In this household, we are a little tuna crazy. We could have a tuna salad sandwich every single day without getting sick of it. Of course we don’t, due to health and environmental reasons, but I always have cans of tuna in my pantry to use in salads, sandwiches, and to add to pasta.
However, for this tuna and white bean salad, whenever possible, I leave the cans behind and use the ultra-luxurious, jarred by hand, Tonnino tuna. This tuna is a splurge, for sure, but let me explain why you won’t mind the occasional splurge. Wild-caught, socially and environmentally responsible, each lovely jar is dolphin safe, and only small sized, yellowfin tuna with very low levels of mercury is used.
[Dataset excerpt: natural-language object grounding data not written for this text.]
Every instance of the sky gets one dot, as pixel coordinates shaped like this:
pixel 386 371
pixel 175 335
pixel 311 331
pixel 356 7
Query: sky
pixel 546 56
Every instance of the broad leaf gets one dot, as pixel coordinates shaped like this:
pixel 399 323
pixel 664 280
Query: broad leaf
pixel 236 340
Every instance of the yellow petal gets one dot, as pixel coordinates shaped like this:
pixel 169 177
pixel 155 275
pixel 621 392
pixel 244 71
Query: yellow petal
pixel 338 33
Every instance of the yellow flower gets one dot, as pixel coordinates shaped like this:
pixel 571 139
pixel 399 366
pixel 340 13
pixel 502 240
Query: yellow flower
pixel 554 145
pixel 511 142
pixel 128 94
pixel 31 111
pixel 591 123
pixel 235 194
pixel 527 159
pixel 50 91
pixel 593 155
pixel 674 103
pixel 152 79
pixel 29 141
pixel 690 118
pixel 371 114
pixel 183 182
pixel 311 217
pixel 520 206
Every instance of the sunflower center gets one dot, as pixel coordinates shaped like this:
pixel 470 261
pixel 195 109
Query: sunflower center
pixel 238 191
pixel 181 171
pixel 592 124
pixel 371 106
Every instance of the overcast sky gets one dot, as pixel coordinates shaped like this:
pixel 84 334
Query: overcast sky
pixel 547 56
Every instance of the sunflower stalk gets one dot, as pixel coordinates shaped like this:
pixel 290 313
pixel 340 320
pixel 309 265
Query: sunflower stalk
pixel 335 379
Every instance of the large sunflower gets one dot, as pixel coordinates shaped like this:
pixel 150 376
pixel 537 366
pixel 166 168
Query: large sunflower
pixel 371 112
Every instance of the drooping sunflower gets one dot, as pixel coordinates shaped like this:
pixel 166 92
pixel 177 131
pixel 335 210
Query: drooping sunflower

Soaked in the purest olive oil, or spring water, the texture is tender, the flavour mild and light.
Aside from the plain olive oil-packed one I used here, Tonnino tuna is available in a variety of different flavours — lemon & pepper, oregano, jalapeño, garlic — all delicious and irresistible. I have not tried Ventresca, which is the belly of the tuna, but rumour has it that its buttery, complex flavour is the créme de la créme. The jars are deceivingly small – I find there is quite a bit of tuna packed into them. One jar easily makes a good sized portion of this dish for two as a main, or 4 as a side. In Kitchener-Waterloo, you can buy Tonnino tuna here, or look for it at well-stocked supermarkets in your area.
Of course, you can use regular canned tuna and it will still be delicious. Just drizzle a bit of olive oil over the tuna for more flavour. Don’t be tempted to skip the pickled onions, even my onion-loathing son loves splashing the briny juice all over his dish. I pickle the largest red onion I can find because the extras only get better as they continue to pickle in the fridge for days.
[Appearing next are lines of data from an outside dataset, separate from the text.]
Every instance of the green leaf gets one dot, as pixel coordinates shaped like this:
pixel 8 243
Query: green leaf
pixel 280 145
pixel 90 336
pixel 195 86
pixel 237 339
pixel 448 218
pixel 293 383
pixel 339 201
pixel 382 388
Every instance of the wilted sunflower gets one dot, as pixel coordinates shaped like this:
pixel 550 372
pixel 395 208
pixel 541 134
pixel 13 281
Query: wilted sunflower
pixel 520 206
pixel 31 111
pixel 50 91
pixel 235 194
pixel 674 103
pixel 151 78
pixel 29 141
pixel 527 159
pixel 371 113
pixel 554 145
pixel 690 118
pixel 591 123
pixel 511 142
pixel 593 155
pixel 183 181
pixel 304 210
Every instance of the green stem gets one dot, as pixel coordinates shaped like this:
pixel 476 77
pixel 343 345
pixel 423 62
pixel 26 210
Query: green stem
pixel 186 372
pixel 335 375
Though fall is in the air, we seem to be experiencing a very lovely and warm September. Fine by me. Until the chill sends me running indoors, you will find me outside, feasting on this dish, and dipping crusty bread into the leftover juices. I truly hope you do the same.
- ½ cup red wine vinegar or vinegar of your choice
- 1 Tablespoon cane sugar or white
- 1/2 teaspoon kosher salt
- 1 red onion peeled, halved and thinly sliced
- 2 15-ounce cans cannellini beans (or white kidney beans), rinsed and drained
- ¾ pound cherry tomatoes halved
- 1-2 6-7 ounce cans high-quality tuna, preferably packed in olive oil, drained (I like thisone)
- ½ teaspoon or more, flaky salt, such as Maldon
- Freshly ground black pepper to taste
- Large handful fresh basil leaves roughly chopped
- 3 tablespoons extra-virgin olive oil or more to taste
- Crusty bread for serving optional
- To a medium bowl, add vinegar, sugar, salt and 2 Tablespoons hot water. Whisk until sugar and salt dissolve. Add sliced onion to the vinegar mixture. Let sit at room temperature for 1 hour (less is fine) or make ahead, transfer to a jar, and keep in the fridge for up to a week.
- To a deep serving platter or a wide bowl, add the drained beans and cherry tomatoes.
- Spoon the tuna out of the oil, and break it gently with a fork into bite-size pieces. Add 1/4 cup of pickled red onion, or to taste, and 3 tablespoon of pickling liquid, and mix gently.
- Sprinkle flaky salt and black pepper to taste. Add torn basil, and generously drizzle everything with olive oil and more pickling liquid to taste. Serve immediately with crusty bread, if desired.